Steinbach’s practice often begins with a linguistic or visual provocation, mirroring the techno-administrative language of our late-capitalist society. This strategy continues to unfold after the title, through a series of seventeen photographic works, out of twenty one, both methodical and elusive. The photographs do not merely depict the human form, they interrogate the very processes by which we come to judge, recognize and categorize that form within a technological framework. Looking at it more closely, alternating colour and black and white, the model here, though not a merely passive recipient of power, poses with a variety of tools – including an invisible machine – or loose building parts, all within a staged set excluding them from any specific temporal spatial context.

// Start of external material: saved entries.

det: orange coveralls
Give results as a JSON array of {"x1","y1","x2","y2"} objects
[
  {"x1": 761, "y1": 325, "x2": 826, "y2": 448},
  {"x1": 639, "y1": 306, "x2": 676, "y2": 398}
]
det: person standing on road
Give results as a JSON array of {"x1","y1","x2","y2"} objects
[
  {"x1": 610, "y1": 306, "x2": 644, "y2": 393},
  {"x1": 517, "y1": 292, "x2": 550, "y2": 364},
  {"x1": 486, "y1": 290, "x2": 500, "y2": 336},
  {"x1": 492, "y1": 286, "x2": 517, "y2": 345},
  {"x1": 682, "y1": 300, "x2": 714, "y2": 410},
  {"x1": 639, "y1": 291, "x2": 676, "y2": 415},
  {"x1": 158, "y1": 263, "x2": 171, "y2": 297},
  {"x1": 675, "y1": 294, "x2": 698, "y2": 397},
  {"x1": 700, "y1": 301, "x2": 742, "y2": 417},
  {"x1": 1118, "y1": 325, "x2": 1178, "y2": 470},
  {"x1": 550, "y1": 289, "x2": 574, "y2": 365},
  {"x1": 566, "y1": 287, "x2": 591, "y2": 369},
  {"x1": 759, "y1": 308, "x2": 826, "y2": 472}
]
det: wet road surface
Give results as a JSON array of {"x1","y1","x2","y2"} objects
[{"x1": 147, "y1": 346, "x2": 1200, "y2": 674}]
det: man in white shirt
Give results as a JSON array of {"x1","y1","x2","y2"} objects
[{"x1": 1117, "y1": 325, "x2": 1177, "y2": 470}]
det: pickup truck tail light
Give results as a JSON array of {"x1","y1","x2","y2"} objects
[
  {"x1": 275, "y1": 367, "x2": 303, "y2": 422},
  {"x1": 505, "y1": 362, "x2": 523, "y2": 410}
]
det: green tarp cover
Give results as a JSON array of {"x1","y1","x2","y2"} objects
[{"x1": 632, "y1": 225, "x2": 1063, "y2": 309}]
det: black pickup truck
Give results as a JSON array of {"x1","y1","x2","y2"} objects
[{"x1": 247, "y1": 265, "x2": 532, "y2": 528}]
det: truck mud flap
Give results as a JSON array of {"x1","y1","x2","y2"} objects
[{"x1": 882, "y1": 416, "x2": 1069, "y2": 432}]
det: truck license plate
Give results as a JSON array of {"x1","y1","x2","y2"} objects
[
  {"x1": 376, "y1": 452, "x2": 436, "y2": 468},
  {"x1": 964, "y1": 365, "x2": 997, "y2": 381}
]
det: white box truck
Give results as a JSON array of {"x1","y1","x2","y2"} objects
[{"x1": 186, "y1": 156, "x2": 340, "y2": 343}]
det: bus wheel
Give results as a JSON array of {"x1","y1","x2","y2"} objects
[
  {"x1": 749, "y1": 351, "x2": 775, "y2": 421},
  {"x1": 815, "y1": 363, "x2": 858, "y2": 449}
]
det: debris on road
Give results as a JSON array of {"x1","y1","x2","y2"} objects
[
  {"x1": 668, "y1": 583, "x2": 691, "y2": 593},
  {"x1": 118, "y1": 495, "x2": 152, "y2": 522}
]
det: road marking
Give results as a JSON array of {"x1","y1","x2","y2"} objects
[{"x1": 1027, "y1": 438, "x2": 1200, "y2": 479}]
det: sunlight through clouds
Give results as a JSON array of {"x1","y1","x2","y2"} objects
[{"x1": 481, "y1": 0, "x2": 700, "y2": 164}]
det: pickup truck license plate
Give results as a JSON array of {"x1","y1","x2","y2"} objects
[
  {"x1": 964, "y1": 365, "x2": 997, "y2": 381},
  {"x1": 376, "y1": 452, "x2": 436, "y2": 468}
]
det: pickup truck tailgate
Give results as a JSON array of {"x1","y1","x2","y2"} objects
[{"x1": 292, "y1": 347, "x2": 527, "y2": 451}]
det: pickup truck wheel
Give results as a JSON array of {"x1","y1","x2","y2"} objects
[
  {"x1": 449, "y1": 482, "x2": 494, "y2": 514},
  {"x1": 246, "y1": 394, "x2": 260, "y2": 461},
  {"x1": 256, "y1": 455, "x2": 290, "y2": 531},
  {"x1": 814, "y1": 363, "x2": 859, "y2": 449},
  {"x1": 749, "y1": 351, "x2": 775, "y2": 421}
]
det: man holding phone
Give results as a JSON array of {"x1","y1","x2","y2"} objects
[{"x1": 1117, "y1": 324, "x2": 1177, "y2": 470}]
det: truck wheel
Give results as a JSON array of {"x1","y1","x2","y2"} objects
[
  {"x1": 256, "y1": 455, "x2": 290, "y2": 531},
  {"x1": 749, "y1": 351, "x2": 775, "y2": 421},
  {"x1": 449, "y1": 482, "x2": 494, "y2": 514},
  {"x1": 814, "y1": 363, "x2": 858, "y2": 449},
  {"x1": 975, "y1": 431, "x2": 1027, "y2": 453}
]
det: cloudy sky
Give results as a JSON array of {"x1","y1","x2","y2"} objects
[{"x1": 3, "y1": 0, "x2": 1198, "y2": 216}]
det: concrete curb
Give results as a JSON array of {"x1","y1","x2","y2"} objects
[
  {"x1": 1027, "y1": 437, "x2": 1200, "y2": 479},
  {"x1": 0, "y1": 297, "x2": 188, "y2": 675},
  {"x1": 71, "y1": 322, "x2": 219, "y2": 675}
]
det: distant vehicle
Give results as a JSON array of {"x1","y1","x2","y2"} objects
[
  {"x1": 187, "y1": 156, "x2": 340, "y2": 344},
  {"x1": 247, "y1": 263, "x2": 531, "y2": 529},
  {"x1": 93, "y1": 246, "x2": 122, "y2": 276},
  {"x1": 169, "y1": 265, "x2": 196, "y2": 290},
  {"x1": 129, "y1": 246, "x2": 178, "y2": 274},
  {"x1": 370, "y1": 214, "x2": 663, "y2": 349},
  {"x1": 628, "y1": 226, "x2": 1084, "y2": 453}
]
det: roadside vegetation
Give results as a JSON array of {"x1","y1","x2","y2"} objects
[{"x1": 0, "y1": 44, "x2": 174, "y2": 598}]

Underlining philosopher Marshall McLuhan’s notion of technology as extensions of the human body, these images invoke the standardising protocols of industry, governance and biopolitics, examining how innovations and societal norms regulate and discipline bodies. Yet, they remain intentionally opaque, resisting the clarity these systems strive to impose. We could see them as expressions of social processes, as holders of knowledge, as demonstrations of biopolitical power, although never fully capturing a sense of absolute truth. They might raise the issue of who has the authority, or the actual ability to represent opinions or even themselves, of who wields the power to shape certain perspectives. Who trully controls their own image and has the autonomy to direct their own development, moving beyond the bounds of standardisation? In this way, each photograph becomes a site of tension, where the familiar is rendered strange, and the boundaries between the self and the other, the real and the represented, blur.

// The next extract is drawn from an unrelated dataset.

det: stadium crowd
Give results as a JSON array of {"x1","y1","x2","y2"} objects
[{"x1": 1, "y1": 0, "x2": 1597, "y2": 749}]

The exhibition also features one readymade, two altered objects and the video work ohne Titel (dreihundert Nägel) (2019). The video piece with its rapid succession of bent nails, reminiscent of the human form, captures the disintegration of standardisation. What was built to be absolutely normative, both in its form and in its utilitarianism, becomes an abstract image, made singularly unique by its distortions. These different elements, punctuating the space, underscore Steinbach’s reflections on materiality and objecthood. They reinforce the artist’s dialogue with the intricacy of contemporary visual and social systems and transform these banal objects into sites of ambiguity as well as contemplation.

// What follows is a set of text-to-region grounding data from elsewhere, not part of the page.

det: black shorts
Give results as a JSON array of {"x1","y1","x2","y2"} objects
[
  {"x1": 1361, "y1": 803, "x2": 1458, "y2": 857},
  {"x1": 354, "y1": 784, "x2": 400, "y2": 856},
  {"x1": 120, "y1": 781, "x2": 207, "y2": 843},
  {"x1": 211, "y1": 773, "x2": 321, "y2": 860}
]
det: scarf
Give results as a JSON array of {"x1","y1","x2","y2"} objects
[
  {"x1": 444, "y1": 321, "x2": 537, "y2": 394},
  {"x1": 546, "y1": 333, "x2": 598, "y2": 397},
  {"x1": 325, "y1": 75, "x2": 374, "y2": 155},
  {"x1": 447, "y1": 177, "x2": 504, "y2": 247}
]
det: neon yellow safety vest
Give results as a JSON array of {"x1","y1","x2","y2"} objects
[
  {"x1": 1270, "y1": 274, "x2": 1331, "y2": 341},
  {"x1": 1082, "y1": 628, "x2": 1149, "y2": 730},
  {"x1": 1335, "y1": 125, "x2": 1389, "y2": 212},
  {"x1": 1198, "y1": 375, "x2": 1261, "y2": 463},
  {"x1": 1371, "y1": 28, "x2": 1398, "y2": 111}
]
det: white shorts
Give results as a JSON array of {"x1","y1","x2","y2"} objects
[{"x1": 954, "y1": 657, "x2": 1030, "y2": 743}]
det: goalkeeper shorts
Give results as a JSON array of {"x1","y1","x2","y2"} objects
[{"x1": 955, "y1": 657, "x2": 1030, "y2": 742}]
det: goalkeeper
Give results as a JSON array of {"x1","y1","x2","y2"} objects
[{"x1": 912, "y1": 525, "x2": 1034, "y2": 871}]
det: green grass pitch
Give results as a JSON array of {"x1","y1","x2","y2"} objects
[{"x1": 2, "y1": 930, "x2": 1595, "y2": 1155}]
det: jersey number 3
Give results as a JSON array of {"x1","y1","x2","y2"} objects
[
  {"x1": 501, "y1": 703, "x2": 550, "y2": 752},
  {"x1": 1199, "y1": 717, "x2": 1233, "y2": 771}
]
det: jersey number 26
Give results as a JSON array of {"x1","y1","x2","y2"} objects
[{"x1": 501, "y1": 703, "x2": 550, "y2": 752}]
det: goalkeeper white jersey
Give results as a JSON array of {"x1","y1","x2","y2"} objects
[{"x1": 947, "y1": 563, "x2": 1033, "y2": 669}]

Now, while Steinbach’s work is deeply analytically engaged, it always befriends a sense of idiosyncrasy. Though serious in its inquiries, the research is not without a mischievous core; this openness to levity enables an additional layer of complexity, inviting to navigate the tension between reflection and the whimsy, encouraging us to look beyond how an aesthetic can sometimes be read. Simultaneous Localization and Mapping creates a space where the extensions of our bodies through tools and devices extend the ambiguities of our identities and how we represent ourselves. This compels us to consider not just what we see, but how we see and how our ways of seeing are governed by the very technologies that promise to extend our reach. Engaging with Steinbach’s work means navigating the complexities of contemporary life, where conceptions, our notions of the self, are in constant flux, and the maps we use to chart our course are subject to endless reconfiguration.
Inès-Gabrielle Tourlet Ordoñez
Andrzej Steinbach (b. 1983 in Czarnkow, Poland, lives in Berlin), earned his Meisterschűler in 2017 from the Academy of Visual Arts Leipzig under Prof. Heidi Specker, after completing a Diploma in Fine Arts at the same institution in 2013. His education also includes international experience, such as a period at the National Institute of Design in Ahmedabad, India. Steinbach is active in curatorial and collective practices, having co-directed the project space Briefing Room in Brussels from 2022 and participated in artist collectives like Eurogruppe and Galerie BRD. He has held numerous solo exhibitions, with recent highlights including “Verschont mein Haus, zündet andere an” at Kunsthalle Osnabrück (2022), and has also been featured in significant group exhibitions, such as “Planet Earth: 21st Century” at Folkwang Museum, Essen (2023), or “Being: New Photography 2018” at MoMA, New York. Andrzej Steinbach’s work belongs within several international institutions, including MoMA and Centre Pompidou Paris.